Kate was sniffing herself as we left the porch and crossed the scraggly yard. “I’m going to have to throw these clothes away.”
***
I knew where we ought to go, as long as we were rank already. If you navigated right, the landfill was sort of on the way back to town. It was about one o’clock by then, and I thought we might catch Doc at the dump, emptying his truck for the afternoon’s haul, and that’s just how it worked out.
He and the fool of a boy Rita had told us about were having lunch up by the shed, eating saltines and pickles with one of the guys who drove the landfill Bobcat.
He told me something. I don’t know what. I said like usual, “Yeah.” They were all giving Kate a forensic once over, about like they’d examine a cow. Up and down, side to side, eyeing her parts and pieces.
“Jesus, boys,” she finally told them, “just tell me what you want to see.”
They all spat like maybe they were part of some synchronized spitting troop. It was their way of saying, “We’ll see what we like. Don’t need no help from you.”
“You picking up Rita’s trash?” I asked Doc.
“When she don’t get too behind.”
That was the way of the world out here. People would do things for you until you hadn’t paid them in a month or three. Then they’d stop and wait and start up again when you got free with your money.
“Pick it up yesterday?”
Doc glanced at his assistant who asked him, “Rita what?”
“Woman out by White Rock,” Doc told him. “Locusts growing in her driveway. Little dog in the backyard.”
“I remember them locusts,” the assistant told him back.
“Did you maybe leave that gate standing open?” I asked him.
He shook his head. “Open when I come. Ain’t seen no damn dog. Big or little. Ain’t seen no dog at all.”
The landfill guy said a lot of something, and Doc and his guy laughed. I just nodded and told the bunch of them, “Yeah, I guess.”
We headed back to town and the station house.

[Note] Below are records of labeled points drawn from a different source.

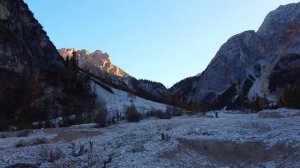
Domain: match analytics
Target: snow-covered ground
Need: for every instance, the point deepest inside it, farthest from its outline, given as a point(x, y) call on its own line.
point(270, 138)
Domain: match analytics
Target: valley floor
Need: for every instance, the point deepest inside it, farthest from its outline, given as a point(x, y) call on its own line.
point(270, 138)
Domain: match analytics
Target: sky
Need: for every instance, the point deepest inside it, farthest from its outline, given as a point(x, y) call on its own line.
point(159, 40)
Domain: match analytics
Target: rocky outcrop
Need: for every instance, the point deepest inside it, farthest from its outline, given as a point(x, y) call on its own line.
point(246, 61)
point(99, 64)
point(92, 61)
point(24, 46)
point(33, 81)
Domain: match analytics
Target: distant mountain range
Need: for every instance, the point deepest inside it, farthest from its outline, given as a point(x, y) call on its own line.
point(251, 64)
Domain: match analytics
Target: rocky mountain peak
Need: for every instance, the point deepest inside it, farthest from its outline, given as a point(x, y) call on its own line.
point(280, 20)
point(244, 64)
point(94, 61)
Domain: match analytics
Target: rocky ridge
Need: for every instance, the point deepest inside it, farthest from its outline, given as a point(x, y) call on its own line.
point(247, 60)
point(94, 60)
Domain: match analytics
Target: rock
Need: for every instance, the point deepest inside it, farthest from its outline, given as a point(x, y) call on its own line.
point(246, 61)
point(97, 59)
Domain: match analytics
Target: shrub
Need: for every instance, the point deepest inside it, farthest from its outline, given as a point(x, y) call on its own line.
point(132, 114)
point(39, 141)
point(290, 97)
point(101, 117)
point(176, 111)
point(23, 133)
point(21, 143)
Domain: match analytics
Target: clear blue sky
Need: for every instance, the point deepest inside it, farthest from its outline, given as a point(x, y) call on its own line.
point(159, 40)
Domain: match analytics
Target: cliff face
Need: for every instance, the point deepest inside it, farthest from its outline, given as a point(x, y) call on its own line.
point(92, 61)
point(24, 46)
point(32, 73)
point(246, 61)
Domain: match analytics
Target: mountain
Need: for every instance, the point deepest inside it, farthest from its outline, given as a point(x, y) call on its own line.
point(93, 61)
point(98, 64)
point(242, 68)
point(35, 83)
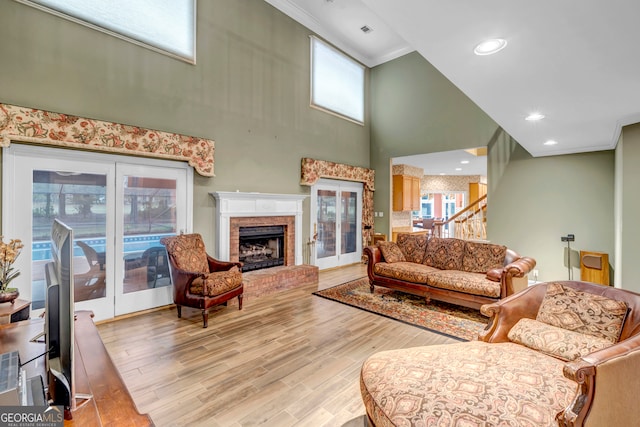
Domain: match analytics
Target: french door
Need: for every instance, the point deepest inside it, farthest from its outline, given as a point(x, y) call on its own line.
point(118, 207)
point(337, 225)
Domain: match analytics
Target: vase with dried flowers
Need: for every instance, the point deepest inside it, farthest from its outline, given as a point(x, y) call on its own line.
point(9, 252)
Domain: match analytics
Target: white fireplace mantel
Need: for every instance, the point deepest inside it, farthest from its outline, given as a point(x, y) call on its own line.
point(236, 204)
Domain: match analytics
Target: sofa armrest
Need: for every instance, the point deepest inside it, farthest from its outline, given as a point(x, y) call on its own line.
point(373, 254)
point(607, 387)
point(520, 267)
point(505, 313)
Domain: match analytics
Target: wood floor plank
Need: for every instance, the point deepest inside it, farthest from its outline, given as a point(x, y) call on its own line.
point(286, 359)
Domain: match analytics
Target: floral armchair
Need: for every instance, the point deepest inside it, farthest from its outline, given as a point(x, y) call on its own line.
point(200, 281)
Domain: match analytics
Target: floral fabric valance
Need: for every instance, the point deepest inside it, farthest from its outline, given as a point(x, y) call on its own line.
point(44, 127)
point(313, 170)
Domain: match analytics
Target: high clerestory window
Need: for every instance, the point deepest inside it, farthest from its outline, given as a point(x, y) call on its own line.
point(337, 82)
point(167, 26)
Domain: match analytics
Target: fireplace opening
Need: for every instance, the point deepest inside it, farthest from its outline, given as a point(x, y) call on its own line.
point(261, 247)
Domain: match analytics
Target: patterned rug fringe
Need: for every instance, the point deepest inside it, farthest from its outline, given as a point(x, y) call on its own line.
point(442, 318)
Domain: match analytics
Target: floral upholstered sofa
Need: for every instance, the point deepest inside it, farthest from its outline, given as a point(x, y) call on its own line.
point(555, 354)
point(458, 271)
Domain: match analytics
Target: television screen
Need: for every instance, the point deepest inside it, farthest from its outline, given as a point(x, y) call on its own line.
point(59, 317)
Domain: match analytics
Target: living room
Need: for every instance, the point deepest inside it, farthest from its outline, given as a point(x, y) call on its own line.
point(249, 92)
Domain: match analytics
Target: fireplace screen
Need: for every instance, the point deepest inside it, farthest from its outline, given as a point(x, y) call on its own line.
point(261, 247)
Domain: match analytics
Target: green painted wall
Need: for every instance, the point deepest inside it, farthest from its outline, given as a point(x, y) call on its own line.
point(535, 201)
point(249, 92)
point(629, 206)
point(416, 110)
point(532, 201)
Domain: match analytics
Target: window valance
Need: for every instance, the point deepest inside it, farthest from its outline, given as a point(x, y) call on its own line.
point(64, 130)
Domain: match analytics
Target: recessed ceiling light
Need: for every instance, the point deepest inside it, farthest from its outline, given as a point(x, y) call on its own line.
point(489, 47)
point(366, 29)
point(534, 117)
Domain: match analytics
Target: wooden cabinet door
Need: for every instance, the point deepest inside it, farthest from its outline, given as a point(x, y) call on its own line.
point(415, 194)
point(406, 193)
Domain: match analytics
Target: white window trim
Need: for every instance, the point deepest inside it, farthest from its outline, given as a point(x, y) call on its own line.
point(191, 59)
point(313, 104)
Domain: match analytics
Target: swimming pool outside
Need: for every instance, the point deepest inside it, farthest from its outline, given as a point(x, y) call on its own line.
point(41, 251)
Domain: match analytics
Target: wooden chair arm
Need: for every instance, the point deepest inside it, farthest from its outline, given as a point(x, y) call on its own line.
point(216, 265)
point(607, 387)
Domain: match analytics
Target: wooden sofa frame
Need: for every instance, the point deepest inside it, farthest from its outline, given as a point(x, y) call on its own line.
point(607, 379)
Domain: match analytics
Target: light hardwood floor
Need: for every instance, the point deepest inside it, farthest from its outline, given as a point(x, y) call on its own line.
point(288, 359)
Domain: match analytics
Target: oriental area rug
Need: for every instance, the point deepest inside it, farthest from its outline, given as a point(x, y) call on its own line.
point(440, 317)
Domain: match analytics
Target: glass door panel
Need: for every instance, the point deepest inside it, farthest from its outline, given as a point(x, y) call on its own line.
point(326, 214)
point(78, 200)
point(149, 213)
point(337, 226)
point(119, 265)
point(152, 205)
point(43, 184)
point(349, 219)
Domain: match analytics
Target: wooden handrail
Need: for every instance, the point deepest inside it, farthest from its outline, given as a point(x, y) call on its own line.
point(464, 210)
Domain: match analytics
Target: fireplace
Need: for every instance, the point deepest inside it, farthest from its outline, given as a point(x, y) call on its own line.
point(261, 247)
point(238, 211)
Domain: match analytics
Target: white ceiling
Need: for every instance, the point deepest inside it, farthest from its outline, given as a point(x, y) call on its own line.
point(447, 163)
point(576, 62)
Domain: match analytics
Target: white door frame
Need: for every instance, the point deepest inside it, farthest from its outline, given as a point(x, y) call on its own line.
point(19, 160)
point(338, 186)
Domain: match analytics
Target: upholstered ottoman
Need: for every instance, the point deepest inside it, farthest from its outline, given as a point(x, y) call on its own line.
point(465, 384)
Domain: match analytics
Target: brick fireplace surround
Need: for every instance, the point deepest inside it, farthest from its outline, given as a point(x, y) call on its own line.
point(257, 221)
point(235, 210)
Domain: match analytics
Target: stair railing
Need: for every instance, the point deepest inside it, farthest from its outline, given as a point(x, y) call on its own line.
point(468, 224)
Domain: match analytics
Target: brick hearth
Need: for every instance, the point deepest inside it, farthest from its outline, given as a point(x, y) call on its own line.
point(275, 279)
point(257, 221)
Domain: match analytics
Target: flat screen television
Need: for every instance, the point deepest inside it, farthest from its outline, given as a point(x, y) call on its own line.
point(59, 318)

I parked snug to the curb.
“Tell me something,” I said to Kate as we were climbing out of the car. “What did you find out driving around, seeing where everybody had been killed?”
She didn’t even have to think about it.
“Exactly fuck all,” she told me.
“Afraid of that,” I said. “Want to get some lunch or something?”
She didn’t think about that either. “No,” she said and made off for her car.